- Directed by: Andrei Volgin
- Written by: Andrei Zolotaryov
- Produced by: Viktor Denisyuk; Evgeniy Melentiev; Aleksandr Kurinsky;
- Starring: Ivan Zhvakin Lukeria Ilyaschenko
- Cinematography: Vyacheslav Linsnevsky
- Production company: Kinodanz
- Release date: April 6, 2017;
- Running time: 97 minutes
- Country: Russia
- Language: Russian
- Budget: $1.7 million
- Box office: $183 500

= Dance to Death =

Dance to Death (Танцы насмерть) is a 2017 Russian science fiction film directed by Andrei Volgin.

==Plot==
The film takes place in 2070 when the world plunges into ruins as a result of nuclear war. The ability of people to survive depends on the energy emitted by the participants in the brutal dance tournament.

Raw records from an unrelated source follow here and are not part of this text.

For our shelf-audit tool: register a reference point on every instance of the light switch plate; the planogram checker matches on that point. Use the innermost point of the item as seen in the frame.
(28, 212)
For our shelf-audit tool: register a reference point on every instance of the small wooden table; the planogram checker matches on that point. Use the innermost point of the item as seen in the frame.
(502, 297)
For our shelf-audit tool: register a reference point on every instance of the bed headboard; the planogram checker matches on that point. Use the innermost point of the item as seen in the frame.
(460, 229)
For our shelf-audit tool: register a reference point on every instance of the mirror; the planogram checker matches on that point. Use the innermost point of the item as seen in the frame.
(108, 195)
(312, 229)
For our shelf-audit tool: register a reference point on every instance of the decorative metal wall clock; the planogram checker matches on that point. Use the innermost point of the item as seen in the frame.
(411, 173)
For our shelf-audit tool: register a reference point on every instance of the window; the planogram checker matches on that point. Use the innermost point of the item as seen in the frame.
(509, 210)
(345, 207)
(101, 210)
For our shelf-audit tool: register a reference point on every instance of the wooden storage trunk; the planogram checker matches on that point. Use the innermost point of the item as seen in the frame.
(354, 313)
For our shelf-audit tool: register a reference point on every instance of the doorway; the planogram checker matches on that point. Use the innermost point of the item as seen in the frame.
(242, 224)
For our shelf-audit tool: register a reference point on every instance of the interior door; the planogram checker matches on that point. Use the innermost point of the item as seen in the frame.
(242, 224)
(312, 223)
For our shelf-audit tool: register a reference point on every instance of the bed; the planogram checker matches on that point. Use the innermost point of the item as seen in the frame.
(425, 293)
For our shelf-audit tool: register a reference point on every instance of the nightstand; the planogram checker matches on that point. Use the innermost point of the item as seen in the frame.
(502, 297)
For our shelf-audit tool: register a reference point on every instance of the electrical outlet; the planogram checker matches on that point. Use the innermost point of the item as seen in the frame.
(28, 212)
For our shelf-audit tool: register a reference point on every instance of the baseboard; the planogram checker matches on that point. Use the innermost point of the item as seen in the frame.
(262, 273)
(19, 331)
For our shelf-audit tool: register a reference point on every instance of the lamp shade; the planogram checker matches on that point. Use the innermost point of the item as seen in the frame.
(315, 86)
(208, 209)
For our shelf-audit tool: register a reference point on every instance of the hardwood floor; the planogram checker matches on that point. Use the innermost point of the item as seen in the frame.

But this system becomes endangered when one of the applicants falls in love with one of the contestants and decides to save her life.

==Cast==
- Ivan Zhvakin as Kostya
- Lukerya Ilyashenko as Anya
- Nikita Volkov as Artyom
- Alexander Tyutin as manager
- Agniya Ditkovskite as Zebra
- Denis Shvedov as Gray
- Vladimir Epifantsev as tournament manager

==Production==
Shooting took place in the Moscow City area, in the business center of the Dominion Tower, in the building of the Presidium of the Russian Academy of Sciences and in the old buildings of Electrozavod.